Elise fand keine Worte. Sie blickte Lilly mit offenem Mund an. Diese ergriff wieder das Wort: „Es tut mir wirklich unglaublich leid. Wenn ich den Mut hätte und ihm nicht haushoch unterlegen wäre, hätte ich ihm das gar nicht durchgehen lassen“. Sie senkte ihren Kopf.

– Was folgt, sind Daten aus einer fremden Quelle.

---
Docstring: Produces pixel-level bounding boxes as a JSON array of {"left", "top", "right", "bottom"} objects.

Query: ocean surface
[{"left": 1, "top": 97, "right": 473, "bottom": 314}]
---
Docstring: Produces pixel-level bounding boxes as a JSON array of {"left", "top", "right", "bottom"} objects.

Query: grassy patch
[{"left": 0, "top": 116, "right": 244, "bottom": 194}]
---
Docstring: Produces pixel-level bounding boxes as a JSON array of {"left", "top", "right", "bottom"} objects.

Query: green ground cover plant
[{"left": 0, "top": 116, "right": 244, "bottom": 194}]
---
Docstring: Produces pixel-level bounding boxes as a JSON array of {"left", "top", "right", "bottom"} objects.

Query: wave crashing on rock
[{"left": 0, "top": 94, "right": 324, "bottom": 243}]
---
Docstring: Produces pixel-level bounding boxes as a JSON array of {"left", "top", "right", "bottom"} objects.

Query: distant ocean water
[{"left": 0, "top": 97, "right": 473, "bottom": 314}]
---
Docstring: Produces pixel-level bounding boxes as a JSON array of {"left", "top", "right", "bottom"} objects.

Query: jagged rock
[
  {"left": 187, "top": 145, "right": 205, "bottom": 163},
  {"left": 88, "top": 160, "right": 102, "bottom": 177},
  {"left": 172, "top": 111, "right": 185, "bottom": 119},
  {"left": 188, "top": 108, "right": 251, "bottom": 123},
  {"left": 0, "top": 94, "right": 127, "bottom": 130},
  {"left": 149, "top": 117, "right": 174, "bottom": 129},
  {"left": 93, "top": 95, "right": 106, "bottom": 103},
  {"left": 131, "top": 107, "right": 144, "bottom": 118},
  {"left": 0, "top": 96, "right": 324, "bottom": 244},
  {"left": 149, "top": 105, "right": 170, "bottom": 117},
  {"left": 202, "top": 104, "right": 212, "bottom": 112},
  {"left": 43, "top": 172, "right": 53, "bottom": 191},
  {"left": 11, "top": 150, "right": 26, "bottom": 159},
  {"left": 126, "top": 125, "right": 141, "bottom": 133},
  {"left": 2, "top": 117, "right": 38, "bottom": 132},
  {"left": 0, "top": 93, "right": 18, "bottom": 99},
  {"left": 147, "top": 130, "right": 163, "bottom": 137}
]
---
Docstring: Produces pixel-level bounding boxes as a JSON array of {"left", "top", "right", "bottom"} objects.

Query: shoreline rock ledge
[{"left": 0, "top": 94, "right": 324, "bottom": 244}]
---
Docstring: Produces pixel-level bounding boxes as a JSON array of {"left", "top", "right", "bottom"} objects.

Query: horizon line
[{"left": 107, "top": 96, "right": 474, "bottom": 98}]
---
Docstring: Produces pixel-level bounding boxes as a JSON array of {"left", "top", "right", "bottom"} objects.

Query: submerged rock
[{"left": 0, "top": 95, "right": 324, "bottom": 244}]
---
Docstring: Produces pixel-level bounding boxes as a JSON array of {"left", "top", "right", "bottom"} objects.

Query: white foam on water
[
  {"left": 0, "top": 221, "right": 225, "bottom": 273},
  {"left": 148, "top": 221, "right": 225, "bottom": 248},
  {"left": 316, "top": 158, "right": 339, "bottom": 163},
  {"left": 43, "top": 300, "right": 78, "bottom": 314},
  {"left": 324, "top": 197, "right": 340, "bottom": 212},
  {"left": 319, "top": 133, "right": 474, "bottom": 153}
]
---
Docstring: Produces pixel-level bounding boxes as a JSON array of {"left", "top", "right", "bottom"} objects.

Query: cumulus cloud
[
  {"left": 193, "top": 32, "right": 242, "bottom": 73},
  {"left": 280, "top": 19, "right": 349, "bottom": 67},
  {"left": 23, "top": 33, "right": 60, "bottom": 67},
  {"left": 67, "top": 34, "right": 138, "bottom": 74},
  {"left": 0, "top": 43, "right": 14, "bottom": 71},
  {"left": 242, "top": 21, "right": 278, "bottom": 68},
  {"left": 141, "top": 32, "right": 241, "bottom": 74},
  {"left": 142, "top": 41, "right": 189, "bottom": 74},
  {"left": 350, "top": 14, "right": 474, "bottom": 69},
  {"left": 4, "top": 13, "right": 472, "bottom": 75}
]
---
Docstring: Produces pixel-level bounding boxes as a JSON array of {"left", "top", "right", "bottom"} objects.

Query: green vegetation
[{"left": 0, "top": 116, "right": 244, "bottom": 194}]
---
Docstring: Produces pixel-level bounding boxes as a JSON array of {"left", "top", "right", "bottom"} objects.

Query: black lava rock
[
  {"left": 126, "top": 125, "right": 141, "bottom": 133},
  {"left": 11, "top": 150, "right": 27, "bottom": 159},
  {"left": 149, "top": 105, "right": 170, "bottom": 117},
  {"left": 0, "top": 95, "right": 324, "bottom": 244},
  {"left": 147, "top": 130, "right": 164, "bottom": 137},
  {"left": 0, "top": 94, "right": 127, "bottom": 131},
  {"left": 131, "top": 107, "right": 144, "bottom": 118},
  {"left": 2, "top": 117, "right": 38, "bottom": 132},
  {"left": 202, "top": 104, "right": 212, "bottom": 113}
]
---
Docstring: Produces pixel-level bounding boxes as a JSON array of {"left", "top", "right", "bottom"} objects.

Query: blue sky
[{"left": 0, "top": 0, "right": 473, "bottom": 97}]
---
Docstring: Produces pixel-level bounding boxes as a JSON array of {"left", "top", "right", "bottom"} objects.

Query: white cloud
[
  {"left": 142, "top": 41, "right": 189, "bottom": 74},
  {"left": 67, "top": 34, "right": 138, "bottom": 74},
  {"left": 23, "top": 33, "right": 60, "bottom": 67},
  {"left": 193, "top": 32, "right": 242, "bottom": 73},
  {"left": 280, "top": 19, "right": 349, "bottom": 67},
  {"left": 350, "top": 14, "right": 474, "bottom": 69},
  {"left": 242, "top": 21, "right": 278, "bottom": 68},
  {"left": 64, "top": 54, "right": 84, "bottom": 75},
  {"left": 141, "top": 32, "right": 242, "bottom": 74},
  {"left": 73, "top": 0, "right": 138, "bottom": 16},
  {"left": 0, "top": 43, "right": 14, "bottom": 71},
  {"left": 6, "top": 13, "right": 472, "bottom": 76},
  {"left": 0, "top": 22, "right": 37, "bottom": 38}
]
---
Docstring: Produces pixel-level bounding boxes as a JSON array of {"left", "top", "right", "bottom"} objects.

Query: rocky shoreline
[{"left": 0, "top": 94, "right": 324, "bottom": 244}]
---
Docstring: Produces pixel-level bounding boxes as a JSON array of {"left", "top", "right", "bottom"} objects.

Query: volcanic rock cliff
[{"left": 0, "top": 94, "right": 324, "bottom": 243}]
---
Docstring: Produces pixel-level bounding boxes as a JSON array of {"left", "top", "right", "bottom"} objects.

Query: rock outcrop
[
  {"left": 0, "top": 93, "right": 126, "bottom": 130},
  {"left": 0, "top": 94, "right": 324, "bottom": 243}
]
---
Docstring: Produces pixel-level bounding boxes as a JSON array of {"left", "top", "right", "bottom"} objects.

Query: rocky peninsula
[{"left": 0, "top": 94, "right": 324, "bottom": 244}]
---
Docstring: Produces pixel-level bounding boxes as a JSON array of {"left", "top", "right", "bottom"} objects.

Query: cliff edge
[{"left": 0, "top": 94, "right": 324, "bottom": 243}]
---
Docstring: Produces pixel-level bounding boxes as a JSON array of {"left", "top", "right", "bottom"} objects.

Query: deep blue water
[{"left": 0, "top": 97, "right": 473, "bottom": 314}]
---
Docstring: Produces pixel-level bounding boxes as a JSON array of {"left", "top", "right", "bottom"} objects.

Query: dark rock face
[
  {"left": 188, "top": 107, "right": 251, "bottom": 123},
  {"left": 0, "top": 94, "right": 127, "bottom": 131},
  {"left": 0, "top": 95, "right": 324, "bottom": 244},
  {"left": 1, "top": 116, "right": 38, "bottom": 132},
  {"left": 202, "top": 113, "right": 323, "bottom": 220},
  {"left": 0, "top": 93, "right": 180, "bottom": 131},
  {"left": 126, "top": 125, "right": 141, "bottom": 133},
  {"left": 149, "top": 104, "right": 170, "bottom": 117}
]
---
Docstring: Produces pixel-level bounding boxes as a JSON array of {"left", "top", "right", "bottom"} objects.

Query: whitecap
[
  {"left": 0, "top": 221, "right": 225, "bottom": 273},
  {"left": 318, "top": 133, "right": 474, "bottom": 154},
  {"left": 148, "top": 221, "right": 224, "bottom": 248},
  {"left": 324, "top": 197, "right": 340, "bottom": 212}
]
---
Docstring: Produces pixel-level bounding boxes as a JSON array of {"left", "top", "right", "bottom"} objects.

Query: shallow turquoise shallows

„Ich muss jetzt aber wieder zurück. Ich habe den Anderen erzählt, dass ich mein Handy hier vergessen habe. Ich hoffe in ihrer Tasche war nichts allzu Wichtiges. Es tut mir wirklich wahninnig leid“, sagte Lilly. Bevor das Mädchen weglaufen konnte packte Elise ihre Hand. Überrascht drehte Lilly sich zu der alten Dame. „Du scheinst so ein gutherziges, intelligentes Mädchen zu sein. Aus welchem Grund verbringst du deine Zeit mit diesen schlechten Menschen?“, fragte Elise. Mit einem Mal schien das junge Mädchen um Jahre gealtert zu sein: „Das ist der Zeitgeist unserer Jugend…“.

Von: Juliette Stenzel

Für den Inhalt und die Gestaltung der Geschichten sind die benannten Autoren verantwortlich. Alle Rechte liegen bei den Autoren.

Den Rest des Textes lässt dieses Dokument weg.